Consuming alcoholic beverages, even in moderation, may increase your risk of developing certain cancers, according to a new statement released by the American Society of Clinical Oncology (ASCO). People who drink more than four alcoholic drinks a day have five times the risk of cancer of the oral cavity and pharynx, five times the risk of esophageal cancer and two times the risk of liver cancer, compared with those who don't drink. "However, the link between increased alcohol consumption and cancer has been firmly established and gives the medical community guidance on how to help their patients reduce their risk of cancer".
Doctors said the way to lessen the risk is to drink less or don't start if you do not drink already.

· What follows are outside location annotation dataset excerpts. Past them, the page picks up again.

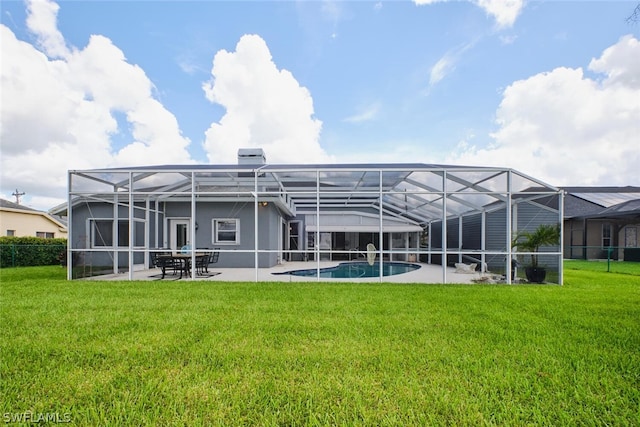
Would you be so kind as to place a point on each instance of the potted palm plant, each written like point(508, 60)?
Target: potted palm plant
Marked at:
point(531, 241)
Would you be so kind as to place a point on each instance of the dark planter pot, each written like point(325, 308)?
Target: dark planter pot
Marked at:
point(535, 274)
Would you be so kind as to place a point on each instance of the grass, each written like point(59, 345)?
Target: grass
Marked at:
point(204, 353)
point(604, 266)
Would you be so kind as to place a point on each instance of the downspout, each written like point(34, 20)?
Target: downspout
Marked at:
point(131, 226)
point(561, 215)
point(381, 233)
point(444, 226)
point(192, 225)
point(509, 226)
point(70, 234)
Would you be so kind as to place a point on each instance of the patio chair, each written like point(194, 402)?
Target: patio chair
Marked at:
point(371, 253)
point(165, 263)
point(202, 261)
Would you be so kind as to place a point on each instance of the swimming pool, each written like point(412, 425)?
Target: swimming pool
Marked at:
point(354, 270)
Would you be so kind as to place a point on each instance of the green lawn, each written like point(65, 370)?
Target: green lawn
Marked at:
point(213, 353)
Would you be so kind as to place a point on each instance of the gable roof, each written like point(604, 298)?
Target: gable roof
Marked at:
point(15, 206)
point(9, 206)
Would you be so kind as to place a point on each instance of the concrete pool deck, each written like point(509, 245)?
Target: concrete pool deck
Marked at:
point(428, 273)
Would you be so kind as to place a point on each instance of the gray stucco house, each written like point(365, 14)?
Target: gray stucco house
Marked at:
point(258, 215)
point(602, 222)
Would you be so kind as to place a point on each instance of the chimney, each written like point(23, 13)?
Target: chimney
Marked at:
point(251, 156)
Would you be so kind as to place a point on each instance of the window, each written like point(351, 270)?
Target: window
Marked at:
point(631, 237)
point(226, 231)
point(606, 235)
point(102, 233)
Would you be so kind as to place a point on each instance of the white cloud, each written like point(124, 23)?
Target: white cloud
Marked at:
point(368, 113)
point(58, 106)
point(505, 12)
point(265, 107)
point(447, 64)
point(567, 129)
point(42, 22)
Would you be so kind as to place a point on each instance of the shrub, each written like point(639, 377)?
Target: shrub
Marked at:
point(30, 251)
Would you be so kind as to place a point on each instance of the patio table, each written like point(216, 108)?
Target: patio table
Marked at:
point(183, 259)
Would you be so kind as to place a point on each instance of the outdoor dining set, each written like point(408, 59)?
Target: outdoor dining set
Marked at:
point(180, 262)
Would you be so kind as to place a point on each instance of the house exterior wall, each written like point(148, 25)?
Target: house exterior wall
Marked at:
point(577, 247)
point(206, 212)
point(28, 224)
point(80, 237)
point(240, 254)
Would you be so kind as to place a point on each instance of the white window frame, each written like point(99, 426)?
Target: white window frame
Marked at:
point(92, 238)
point(607, 228)
point(214, 232)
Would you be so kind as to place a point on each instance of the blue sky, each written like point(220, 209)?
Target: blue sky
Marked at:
point(550, 88)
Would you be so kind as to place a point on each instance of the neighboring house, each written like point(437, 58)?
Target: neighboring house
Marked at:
point(602, 222)
point(21, 221)
point(259, 215)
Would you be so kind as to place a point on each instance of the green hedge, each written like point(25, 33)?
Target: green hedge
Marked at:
point(30, 251)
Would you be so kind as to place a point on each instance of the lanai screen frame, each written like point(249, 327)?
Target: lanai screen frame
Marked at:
point(421, 194)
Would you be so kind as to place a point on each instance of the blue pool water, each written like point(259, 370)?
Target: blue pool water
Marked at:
point(354, 270)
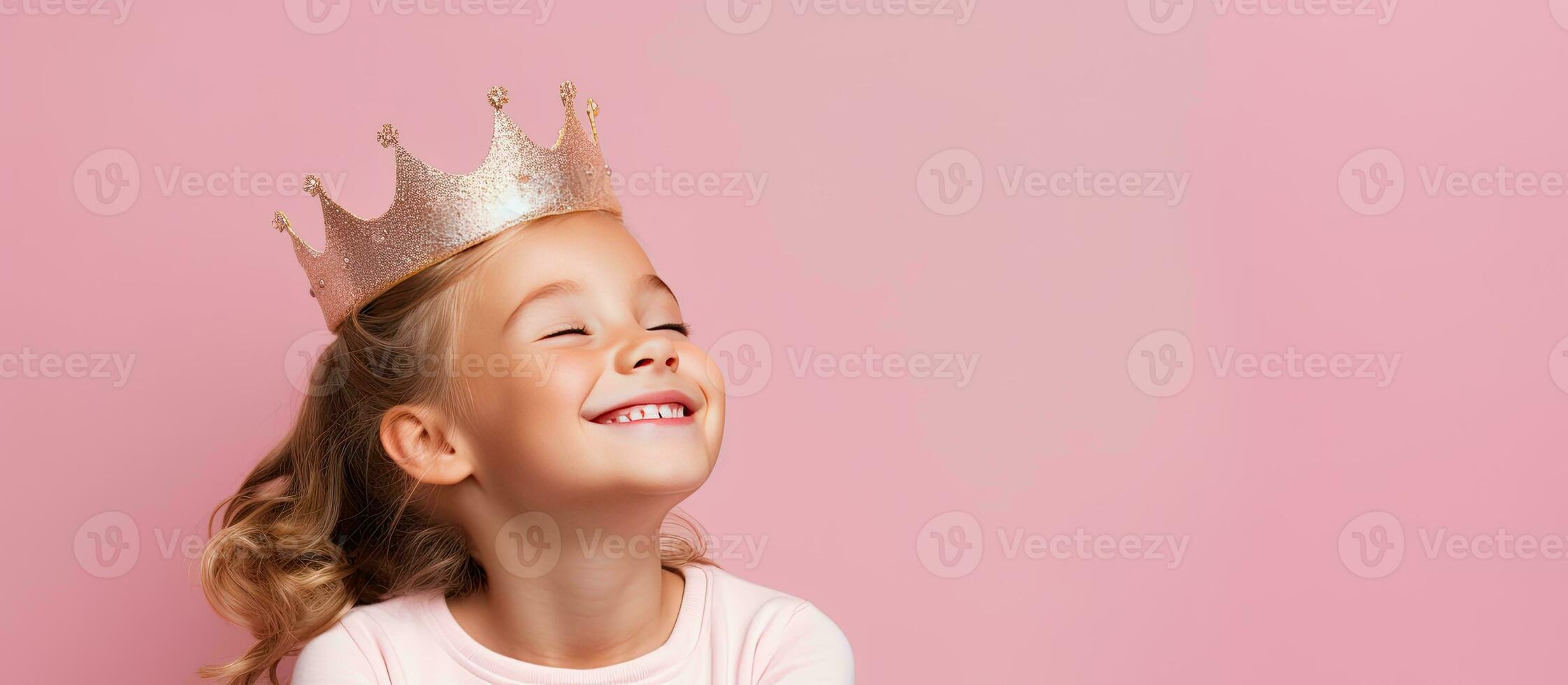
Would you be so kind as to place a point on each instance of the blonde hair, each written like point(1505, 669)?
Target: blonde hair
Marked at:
point(325, 522)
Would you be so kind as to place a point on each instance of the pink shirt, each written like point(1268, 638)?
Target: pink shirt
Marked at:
point(728, 632)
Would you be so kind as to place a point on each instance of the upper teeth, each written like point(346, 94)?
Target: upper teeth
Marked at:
point(647, 411)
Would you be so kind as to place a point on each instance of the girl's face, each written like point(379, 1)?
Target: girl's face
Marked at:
point(590, 384)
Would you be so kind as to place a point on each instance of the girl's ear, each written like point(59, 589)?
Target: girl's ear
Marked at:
point(425, 446)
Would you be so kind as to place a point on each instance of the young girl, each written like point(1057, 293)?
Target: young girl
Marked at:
point(480, 483)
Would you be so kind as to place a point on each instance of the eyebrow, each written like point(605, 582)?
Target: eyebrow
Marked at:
point(657, 282)
point(551, 290)
point(571, 287)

The new review of past studies on the link between alcohol and cancer, published Tuesday in the Journal of Clinical Oncology, found that approximately 3.5 percent of all cancer deaths in the us can be attributed to alcohol consumption. Indeed, a recent survey from the organization found that 70 percent of Americans didn't know that drinking alcohol is a risk factor for cancer. The ASCO report puts that debate to bed: "The answer is that associations between alcohol drinking and cancer risk have been observed consistently regardless of the specific type of alcoholic beverage", it says. If you do drink, there's no reason to increase. Heavy drinkers who consume more than eight drinks a day have a 63 percent increased risk of female breast cancer because alcohol increases levels of the female sex hormone estrogen. The group likewise opposes "pink washing", in which alcohol companies drape their products in pink ribbon to enhance sales, a practice it opposes "given the consistent evidence that shows the link between alcohol consumption and an increased risk of breast cancer".
"If you look at these figures, you see alcohol is a contributing factor; certainly it has a causal role", Dr. Hudis said.
"We're supporting policy strategies like limiting youth access to alcohol, limiting hours of sale, limiting locations of sale, raising the cost of alcohol", she said.
"The evidence is very clear", she said.
"With colon cancer, alcohol seems to interfere with the way folate is absorbed, which is a known precursor in the path to developing cancer in the colon", LoConte said to CTV News.